昼休み。カフェテリアは午前中のトレーニングで腹を空かせたウマ娘たちの喧騒で満ちていた。

 

私はトレーを持って空席を探していた。グリーンサラダと最低限のパスタ。常温のミネラルウォーター。完璧な管理メニュー。見るだけで胃が重い。

 

食欲はない。未勝利戦のあの感覚——足が鉛になり、思考が白濁していく恐怖が、まだ体にこびりついている。

 

周囲からの視線。「あれ、カレンモエじゃない?」「なんで中距離なの?」ひそひそ声が鼓膜を撫でる。被害妄想かもしれない。でも今の私には、全ての目が憐れみか嘲笑に見えた。

 

逃げるように奥の席へ向かおうとした時。

 

「おーい、モエ! こっち空いてんぞ!」

 

雑踏を切り裂く声。窓際の席で手を振っているのは、ウオッカだった。跳ねた髪、ラフに着崩した制服。彼女の周りだけ妙に人口密度が低い。カラッとした空気が、周囲の湿っぽい視線を寄せ付けない防壁になっている。

 

少し迷った。今の気分で、あんな陽のエネルギーの塊と話すのは荷が重い。だが他に席もないし、あの笑顔を無視するのも気が引けた。

 

「ありがと。座らせてもらうね」

 

「おう。
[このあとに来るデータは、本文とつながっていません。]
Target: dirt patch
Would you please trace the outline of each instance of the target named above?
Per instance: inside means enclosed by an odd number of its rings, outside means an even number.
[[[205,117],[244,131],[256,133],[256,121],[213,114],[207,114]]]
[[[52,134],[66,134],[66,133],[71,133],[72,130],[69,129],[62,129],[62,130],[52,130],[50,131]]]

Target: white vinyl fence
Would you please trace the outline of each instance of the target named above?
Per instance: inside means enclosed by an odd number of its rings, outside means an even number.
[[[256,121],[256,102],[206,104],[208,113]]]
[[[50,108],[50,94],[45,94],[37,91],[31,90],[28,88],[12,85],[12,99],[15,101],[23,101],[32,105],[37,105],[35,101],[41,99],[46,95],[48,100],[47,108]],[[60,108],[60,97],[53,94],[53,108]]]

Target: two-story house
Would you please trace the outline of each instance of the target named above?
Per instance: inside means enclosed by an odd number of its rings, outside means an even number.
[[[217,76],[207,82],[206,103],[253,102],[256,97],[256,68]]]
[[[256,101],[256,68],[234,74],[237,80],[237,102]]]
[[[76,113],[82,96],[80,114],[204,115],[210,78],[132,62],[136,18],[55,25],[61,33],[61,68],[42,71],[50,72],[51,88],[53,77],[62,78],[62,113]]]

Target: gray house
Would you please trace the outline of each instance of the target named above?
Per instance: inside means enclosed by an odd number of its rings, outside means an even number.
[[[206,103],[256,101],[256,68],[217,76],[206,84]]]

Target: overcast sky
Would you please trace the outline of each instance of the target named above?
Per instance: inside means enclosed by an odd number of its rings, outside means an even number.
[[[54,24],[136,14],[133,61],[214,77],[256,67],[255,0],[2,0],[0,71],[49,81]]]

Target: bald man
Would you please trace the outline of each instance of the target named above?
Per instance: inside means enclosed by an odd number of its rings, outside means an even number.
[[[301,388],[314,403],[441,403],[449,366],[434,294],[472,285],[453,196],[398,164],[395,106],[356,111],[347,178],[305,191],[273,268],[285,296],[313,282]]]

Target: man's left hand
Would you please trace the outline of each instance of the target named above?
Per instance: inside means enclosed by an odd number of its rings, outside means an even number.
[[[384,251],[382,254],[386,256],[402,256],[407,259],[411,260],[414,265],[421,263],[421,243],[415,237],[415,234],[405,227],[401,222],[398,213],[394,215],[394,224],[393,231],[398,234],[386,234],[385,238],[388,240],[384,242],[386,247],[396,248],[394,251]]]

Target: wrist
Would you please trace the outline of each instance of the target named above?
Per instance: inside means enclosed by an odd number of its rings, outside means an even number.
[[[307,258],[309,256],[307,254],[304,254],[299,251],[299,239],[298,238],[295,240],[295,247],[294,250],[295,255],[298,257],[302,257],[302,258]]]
……って、おい。それだけかよ? 小鳥の餌かよ」

 

ウオッカは私のトレーを見て眉をひそめた。対照的に、彼女の前には大盛りの白米にハンバーグ、唐揚げ、牛乳。しっかりしたアスリートの食事量。見ているだけで胸焼けしそうだが、その生命力の強さに圧倒される。

 

「私は体重管理がシビアなの。アンタみたいに燃費良くないし」

 

ウオッカの体はしっかりした骨格で、パワーがありそうだ。対して私は母譲りの華奢な——いや、華奢に見えるだけだ。実際には筋肉の密度が異常に高いとタキオンさんに言われている。見た目より体重がある。でもその筋肉は瞬発力に全振りされていて、長く走ることには向いていない。

 

食べて強くなるタイプと、削ぎ落として研ぎ澄ますタイプ。根本的な作りが違う。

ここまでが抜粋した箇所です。